According to the statistical study, Juan Manuel Fangio's F1's best of all time By Unknown - Museo Juan Manuel Fangio, reimpreso en "La fotografía en la historia argentina", Tomo I, Clarín, ISBN 950-782-643-2, Public Domain, https://commons. wikimedia.org/w/index.php? curid=3934090 |
The first few on the study's all-time driver ranking - Juan Manuel Fangio top, followed by Alain Prost, Fernando Alonso, Jim Clark and Jackie Stewart - are hardly hideous. Michael Schumacher appeared low in ninth but when he was considered from before his first retirement in 2006 only he shot up to third, which again looked fair enough (as an aside, a curiosity about the reporting of this study is that there is more than one list floating about, in addition to the pre/post Schumi lists the one presented in the academic paper has Alonso sixth rather than his widely-reported placing of third, and it's not explained by the Schumi shift apparently as the Daily Mail article at least shows Alonso fourth when Schumi from 2006 and before only is considered).
But then it gets patchy. Stirling Moss is but 35th in the ranking (some 12 places behind Marc Surer) while the likes of Niki Lauda, Nigel Mansell, Alberto Ascari, Jochen Rindt and Gilles Villeneuve are simply nowhere to be seen in the top 50. It all gets, um, a little more interesting too as Christian Fittipaldi is in the elevated position of 12th best driver ever while the luminary that is Louis Rosier is placed 19th. And unless this pair were against just about all assessments in fact secret F1 geniuses never given their break in a good car - in addition to the drivers listed above being actually vastly over-rated, again contrary most assessments - it would seem the study has some shortcomings.
So what's going on? Having read the headlines, and heard the ire in response, I sought out the fuller academic paper on this study, called Formula for success: Multilevel modelling of Formula One Driver and Constructor performance, 1950-2014 - which is available online. Back in my university days I did for a brief spell similar sorts of statistical modelling (though about politics, rather than about F1 - and as with many things done at uni it seems rather distant now some years on) and this I thought combined with my F1 knowledge (stop laughing at the back) would give me a good chance of understanding what they had actually done and therefore by extension how they had come up with their ranking.
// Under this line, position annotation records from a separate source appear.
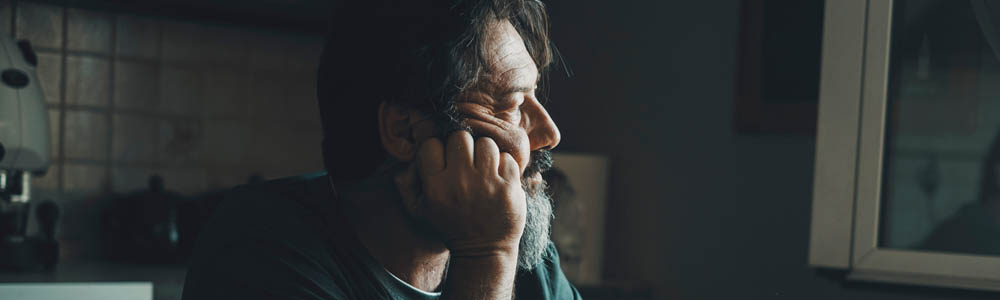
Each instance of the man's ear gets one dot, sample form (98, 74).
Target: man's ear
(394, 130)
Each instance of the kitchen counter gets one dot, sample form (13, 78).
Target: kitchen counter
(168, 280)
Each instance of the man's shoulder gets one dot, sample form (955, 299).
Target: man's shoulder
(264, 240)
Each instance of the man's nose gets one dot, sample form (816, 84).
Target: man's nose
(542, 131)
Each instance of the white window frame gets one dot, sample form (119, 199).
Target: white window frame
(849, 153)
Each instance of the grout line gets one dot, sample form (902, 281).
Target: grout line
(13, 17)
(61, 185)
(111, 101)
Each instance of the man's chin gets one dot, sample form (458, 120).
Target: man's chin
(535, 238)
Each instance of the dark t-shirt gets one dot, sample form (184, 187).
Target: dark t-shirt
(286, 239)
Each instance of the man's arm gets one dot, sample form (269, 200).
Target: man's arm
(482, 277)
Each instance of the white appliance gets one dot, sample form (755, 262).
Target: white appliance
(24, 122)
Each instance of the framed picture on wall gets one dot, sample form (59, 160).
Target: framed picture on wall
(778, 66)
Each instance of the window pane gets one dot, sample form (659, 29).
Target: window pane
(943, 114)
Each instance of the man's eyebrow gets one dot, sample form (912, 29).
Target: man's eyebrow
(518, 89)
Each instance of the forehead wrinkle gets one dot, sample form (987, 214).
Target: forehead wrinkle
(509, 59)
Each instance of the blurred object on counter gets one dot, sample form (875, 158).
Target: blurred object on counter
(157, 225)
(24, 151)
(151, 226)
(578, 187)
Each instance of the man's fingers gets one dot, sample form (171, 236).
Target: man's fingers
(459, 150)
(487, 155)
(430, 157)
(509, 170)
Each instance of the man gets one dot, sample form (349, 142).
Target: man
(434, 143)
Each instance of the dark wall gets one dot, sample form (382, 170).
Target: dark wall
(695, 210)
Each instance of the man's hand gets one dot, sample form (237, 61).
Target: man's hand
(473, 195)
(473, 198)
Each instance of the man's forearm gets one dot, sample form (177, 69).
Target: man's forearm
(481, 277)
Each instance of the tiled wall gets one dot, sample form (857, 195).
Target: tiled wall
(204, 105)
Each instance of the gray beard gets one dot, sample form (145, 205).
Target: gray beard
(537, 226)
(538, 222)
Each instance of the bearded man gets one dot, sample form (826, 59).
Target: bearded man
(434, 141)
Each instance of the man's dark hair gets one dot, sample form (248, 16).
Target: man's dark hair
(417, 54)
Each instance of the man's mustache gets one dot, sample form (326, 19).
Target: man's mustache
(541, 161)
In the paper's own words the scientific model aims to "find out which driver, controlling for the team that they drive for, is the greatest of all time". It also seeks to judge how the influence of the team as opposed to the driver alone in F1 success has varied over time (it's grown, unsurprisingly) as well as in a slightly curious detour looks at who is the best wet-weather driver (they conclude it's still Fangio) and the best on specific types of track such as permanent and street circuits.
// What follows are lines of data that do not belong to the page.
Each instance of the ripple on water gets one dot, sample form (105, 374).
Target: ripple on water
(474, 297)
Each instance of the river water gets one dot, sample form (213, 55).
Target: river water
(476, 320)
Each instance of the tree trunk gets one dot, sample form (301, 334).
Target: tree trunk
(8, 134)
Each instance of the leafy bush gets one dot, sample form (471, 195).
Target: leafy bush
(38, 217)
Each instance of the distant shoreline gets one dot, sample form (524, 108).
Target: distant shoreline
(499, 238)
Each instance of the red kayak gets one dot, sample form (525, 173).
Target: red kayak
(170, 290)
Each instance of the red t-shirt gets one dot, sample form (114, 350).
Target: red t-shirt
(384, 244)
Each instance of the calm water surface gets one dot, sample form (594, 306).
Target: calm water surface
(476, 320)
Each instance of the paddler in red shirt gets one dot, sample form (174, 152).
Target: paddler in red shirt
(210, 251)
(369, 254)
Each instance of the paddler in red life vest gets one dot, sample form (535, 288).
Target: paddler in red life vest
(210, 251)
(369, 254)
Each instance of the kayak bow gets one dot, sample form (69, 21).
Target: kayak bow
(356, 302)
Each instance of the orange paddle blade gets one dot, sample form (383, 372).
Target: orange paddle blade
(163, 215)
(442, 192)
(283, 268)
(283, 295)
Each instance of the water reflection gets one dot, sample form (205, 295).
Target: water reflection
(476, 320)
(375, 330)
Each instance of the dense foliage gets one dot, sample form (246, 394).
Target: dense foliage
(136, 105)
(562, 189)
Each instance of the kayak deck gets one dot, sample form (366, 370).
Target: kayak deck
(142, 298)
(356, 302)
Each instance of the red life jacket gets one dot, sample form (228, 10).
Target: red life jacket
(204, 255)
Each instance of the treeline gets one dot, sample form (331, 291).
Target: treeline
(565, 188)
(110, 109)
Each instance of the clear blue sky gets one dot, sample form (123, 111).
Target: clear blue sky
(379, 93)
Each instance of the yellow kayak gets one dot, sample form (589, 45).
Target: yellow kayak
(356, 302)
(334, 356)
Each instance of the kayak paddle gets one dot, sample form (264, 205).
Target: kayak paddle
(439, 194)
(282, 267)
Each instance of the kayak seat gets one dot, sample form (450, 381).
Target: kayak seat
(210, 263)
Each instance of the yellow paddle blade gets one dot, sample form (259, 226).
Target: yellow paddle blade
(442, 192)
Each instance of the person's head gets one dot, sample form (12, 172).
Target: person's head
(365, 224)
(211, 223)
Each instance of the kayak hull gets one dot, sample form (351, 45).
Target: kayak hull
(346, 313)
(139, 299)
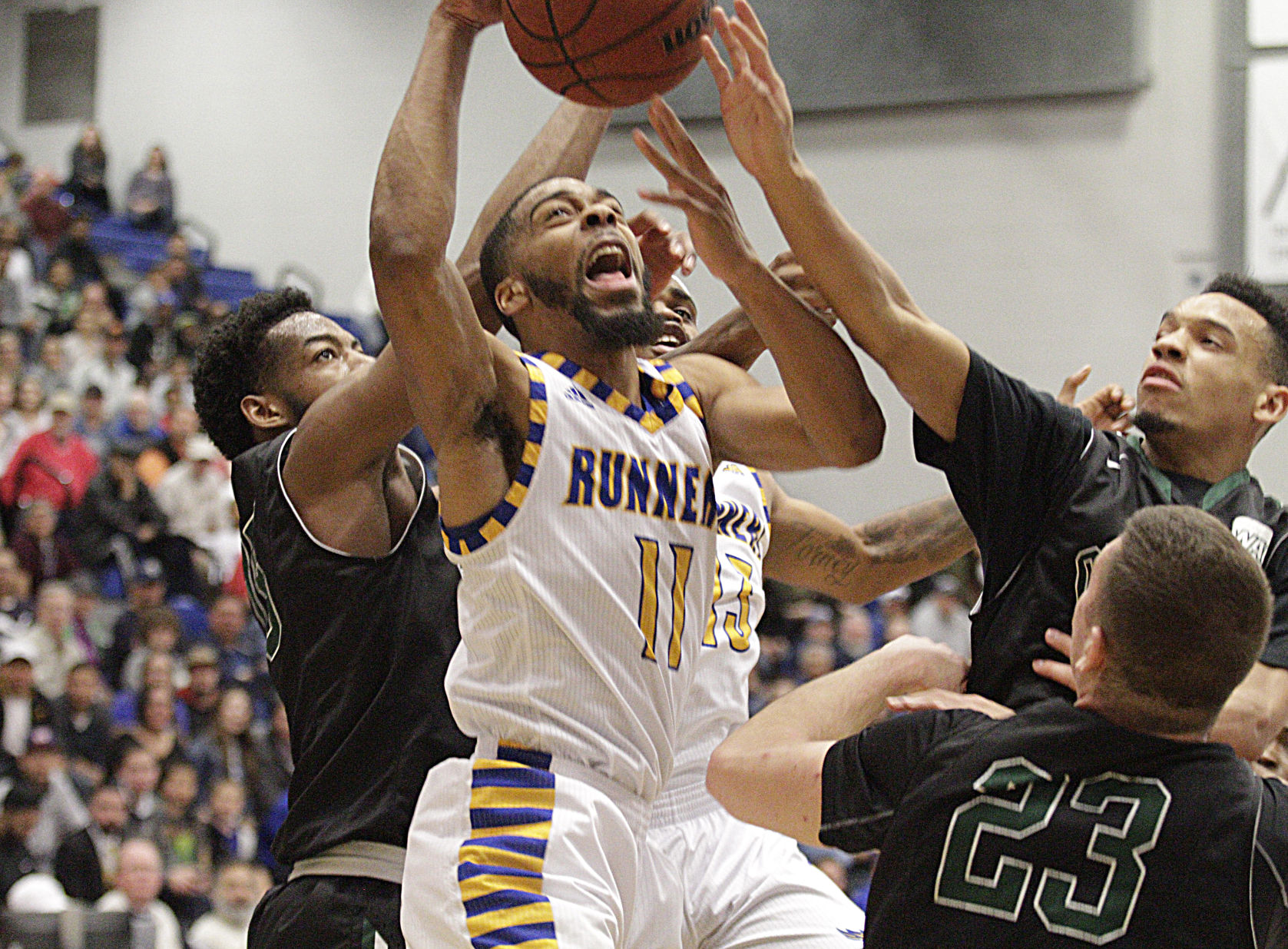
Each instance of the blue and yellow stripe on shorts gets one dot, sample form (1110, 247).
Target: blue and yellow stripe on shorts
(498, 868)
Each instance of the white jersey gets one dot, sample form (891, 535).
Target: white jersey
(717, 698)
(585, 593)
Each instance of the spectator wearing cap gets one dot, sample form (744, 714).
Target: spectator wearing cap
(135, 424)
(203, 692)
(85, 863)
(171, 449)
(144, 591)
(116, 380)
(22, 707)
(942, 616)
(243, 660)
(43, 552)
(197, 496)
(138, 884)
(120, 523)
(62, 811)
(18, 817)
(83, 724)
(55, 639)
(55, 464)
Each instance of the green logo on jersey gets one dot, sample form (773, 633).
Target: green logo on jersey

Yet the first thing to keep in mind in all of this is that for all of its merits, and as outlined sometimes sheer reverence, science cannot do magic. And any scientific model is only as good as the data fed into it, as well as is only as good as its assumptions applied. Garbage in; garbage out, as the phrase goes.
And there's some of it here. You don't have to read too long into the paper to find our first potential sticking point. If you thought the study had access to some mysterious data we'd never clapped eyes on before then you're wrong, the 'outcome' they use as their measure of greatness in their model - the 'dependent variable' as scientists call it - are the championship points each driver has scored in F1.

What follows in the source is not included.